Dewa Anom Lasia Raja VIII (Terakhir) Tegallalang


Kedudukan Cokorda Putu Celuki diganti oleh Dewa Anom Lasia salah seorang keluarga Gianyar
dari Jero Kelodan Tegallalang. Tetapi yang bersangkutan juga tidak lama menjabat sebagai
Punggawa karena mendapat hukuman selong (buang) ke Negara sambil membawa kesenian
Legong Keraton. Sejak itu jabatan Punggawa Tegallalang tidak pernah diisi oleh putera
keturunan Puri Agung Tegallalang sendiri.
            Tahun 1893 M Puri Agung Tegallalang masih utuh, sampai gempa bumi tahun 1917 M
menghancur – leburkan  Puri Agung. Cokorda Putu akhirnya wafat pada tahun 1918 M, setelah
sakit perut karena makan bubur sumsum persembahan dari luar Puri yang diduga keracunan.
Putera Cokorda Putu yang bernama Cokorda Gede Ngurah pada tahun 1936 M membangun
kembali Pemerajan Agung sekaligus mengadakan upacara Ngenteg Linggih, serta Nuntun ulang
dari Pemerajan Kawitan di Peliatan.

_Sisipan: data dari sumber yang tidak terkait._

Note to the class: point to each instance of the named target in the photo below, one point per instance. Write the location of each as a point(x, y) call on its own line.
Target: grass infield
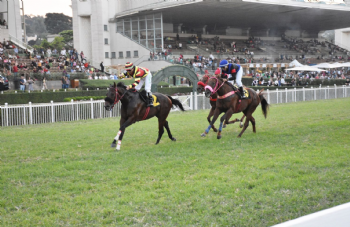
point(66, 174)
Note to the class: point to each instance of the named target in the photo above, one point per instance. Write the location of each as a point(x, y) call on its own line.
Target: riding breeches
point(147, 80)
point(239, 77)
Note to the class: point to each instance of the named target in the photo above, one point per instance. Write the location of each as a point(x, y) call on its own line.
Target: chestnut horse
point(134, 109)
point(200, 88)
point(229, 103)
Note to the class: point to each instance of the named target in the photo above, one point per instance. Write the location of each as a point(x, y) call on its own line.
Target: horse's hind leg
point(211, 113)
point(252, 120)
point(166, 125)
point(160, 129)
point(241, 122)
point(246, 124)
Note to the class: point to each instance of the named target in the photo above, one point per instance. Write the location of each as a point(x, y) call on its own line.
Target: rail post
point(30, 113)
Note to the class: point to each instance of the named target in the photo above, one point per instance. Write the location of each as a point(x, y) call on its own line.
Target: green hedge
point(103, 84)
point(46, 97)
point(52, 76)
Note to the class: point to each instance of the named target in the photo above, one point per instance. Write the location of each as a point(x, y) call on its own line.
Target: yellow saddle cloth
point(155, 101)
point(246, 93)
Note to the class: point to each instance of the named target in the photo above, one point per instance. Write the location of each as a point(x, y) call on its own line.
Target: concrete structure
point(10, 11)
point(118, 31)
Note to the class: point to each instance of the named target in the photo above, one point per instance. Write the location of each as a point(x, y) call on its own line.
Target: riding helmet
point(223, 63)
point(129, 66)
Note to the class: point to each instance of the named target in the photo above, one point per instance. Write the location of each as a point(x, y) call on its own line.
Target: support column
point(179, 28)
point(205, 29)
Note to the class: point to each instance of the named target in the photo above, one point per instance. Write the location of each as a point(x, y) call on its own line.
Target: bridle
point(118, 97)
point(216, 88)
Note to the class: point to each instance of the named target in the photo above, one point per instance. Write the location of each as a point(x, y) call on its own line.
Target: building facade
point(10, 12)
point(118, 31)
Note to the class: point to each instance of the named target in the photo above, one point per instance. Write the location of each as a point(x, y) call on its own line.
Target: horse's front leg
point(121, 131)
point(217, 112)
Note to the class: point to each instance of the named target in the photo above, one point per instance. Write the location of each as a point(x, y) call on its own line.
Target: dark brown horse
point(134, 109)
point(213, 98)
point(230, 103)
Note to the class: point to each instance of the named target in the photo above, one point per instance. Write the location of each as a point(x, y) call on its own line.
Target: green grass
point(65, 174)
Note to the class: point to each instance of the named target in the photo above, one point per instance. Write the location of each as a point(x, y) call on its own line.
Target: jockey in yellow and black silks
point(142, 76)
point(231, 71)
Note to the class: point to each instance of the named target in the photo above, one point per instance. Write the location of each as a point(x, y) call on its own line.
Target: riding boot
point(150, 100)
point(242, 93)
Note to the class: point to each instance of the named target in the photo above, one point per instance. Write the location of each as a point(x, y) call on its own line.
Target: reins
point(216, 88)
point(116, 100)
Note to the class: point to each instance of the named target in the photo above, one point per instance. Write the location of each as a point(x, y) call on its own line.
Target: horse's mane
point(121, 84)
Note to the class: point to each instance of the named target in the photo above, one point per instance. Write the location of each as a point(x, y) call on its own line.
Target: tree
point(58, 43)
point(68, 37)
point(35, 25)
point(57, 22)
point(45, 44)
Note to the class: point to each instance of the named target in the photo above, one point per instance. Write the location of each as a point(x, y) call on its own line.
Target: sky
point(41, 7)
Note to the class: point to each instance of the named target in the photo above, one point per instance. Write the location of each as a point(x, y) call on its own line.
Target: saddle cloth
point(144, 98)
point(244, 90)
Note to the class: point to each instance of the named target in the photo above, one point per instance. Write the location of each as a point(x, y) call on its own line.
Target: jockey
point(141, 75)
point(232, 71)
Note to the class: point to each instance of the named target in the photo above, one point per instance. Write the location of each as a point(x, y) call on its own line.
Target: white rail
point(12, 115)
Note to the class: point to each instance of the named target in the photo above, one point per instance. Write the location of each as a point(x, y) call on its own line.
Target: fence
point(56, 112)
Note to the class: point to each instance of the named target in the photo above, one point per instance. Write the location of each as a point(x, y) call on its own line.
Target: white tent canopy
point(295, 63)
point(305, 68)
point(331, 66)
point(346, 64)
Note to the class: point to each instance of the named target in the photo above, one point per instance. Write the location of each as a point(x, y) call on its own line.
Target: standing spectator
point(22, 84)
point(15, 70)
point(102, 67)
point(49, 52)
point(15, 50)
point(64, 82)
point(44, 84)
point(30, 84)
point(82, 56)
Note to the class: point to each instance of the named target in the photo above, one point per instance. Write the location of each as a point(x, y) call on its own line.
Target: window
point(136, 53)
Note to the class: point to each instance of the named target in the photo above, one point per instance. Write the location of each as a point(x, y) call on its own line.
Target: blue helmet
point(223, 63)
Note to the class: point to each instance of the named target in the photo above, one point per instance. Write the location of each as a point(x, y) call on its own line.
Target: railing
point(27, 114)
point(21, 44)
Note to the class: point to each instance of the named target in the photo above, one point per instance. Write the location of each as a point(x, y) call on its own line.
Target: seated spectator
point(283, 82)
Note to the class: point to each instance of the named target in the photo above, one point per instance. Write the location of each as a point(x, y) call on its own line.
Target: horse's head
point(202, 83)
point(213, 85)
point(114, 95)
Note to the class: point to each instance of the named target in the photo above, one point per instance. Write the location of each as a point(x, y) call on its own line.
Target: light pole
point(24, 24)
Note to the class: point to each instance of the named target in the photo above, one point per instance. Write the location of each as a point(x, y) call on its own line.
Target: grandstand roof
point(273, 15)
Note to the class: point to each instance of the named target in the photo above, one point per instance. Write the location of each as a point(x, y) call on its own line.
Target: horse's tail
point(264, 105)
point(176, 102)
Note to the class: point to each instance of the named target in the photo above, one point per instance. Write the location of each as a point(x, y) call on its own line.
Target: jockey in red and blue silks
point(231, 72)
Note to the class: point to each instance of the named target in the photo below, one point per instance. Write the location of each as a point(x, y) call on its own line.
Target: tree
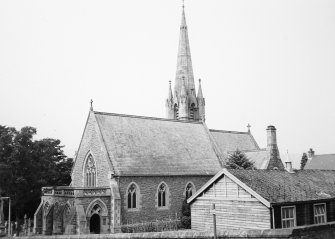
point(30, 165)
point(303, 161)
point(238, 160)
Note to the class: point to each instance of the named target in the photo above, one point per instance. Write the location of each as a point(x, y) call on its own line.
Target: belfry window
point(176, 115)
point(132, 196)
point(162, 195)
point(192, 111)
point(90, 172)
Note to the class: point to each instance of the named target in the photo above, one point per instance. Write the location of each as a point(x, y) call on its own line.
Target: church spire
point(184, 62)
point(185, 104)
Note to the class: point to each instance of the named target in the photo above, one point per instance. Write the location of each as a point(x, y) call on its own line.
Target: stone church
point(139, 169)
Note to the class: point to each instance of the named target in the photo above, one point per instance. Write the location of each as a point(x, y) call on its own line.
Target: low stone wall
point(324, 231)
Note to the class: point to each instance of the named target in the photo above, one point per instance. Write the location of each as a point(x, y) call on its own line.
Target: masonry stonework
point(91, 143)
point(148, 204)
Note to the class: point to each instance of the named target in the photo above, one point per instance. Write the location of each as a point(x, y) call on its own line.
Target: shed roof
point(281, 187)
point(278, 186)
point(322, 161)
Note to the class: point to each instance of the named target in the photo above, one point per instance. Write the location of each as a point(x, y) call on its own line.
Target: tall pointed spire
point(170, 95)
point(199, 95)
point(184, 62)
point(185, 104)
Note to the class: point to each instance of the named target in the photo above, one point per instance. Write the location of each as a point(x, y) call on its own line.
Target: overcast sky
point(261, 62)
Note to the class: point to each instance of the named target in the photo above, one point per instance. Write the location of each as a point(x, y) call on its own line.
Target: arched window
point(176, 114)
point(132, 196)
point(189, 190)
point(192, 111)
point(90, 172)
point(162, 192)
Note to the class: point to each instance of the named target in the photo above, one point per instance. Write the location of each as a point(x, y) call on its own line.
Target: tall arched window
point(176, 114)
point(132, 196)
point(192, 111)
point(189, 190)
point(162, 192)
point(90, 172)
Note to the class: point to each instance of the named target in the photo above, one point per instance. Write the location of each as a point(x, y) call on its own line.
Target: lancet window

Pada upacara tersebut hadir pihak Puri Peliatan, Ubud, dan
Tegallalang. Sebelum upacara berlangsung terjadi insiden, dimana beberapa keluarga Puri
Tulikup yang tinggal di Puri Tegallalang memprotes agar dibuatkan Pelinggih Ibu di Pelemahan
Pemarajan Agung, padahal sebelumnya tidak pernah ada pelinggih tersebut. Mereka mengancam
akan mengandeg karya apabila tuntutannya tidak dipenuhi. Cokorda Gede Ngurah memenuhi
tuntutan tersebut, dan upacara berlangsung sampai selesai.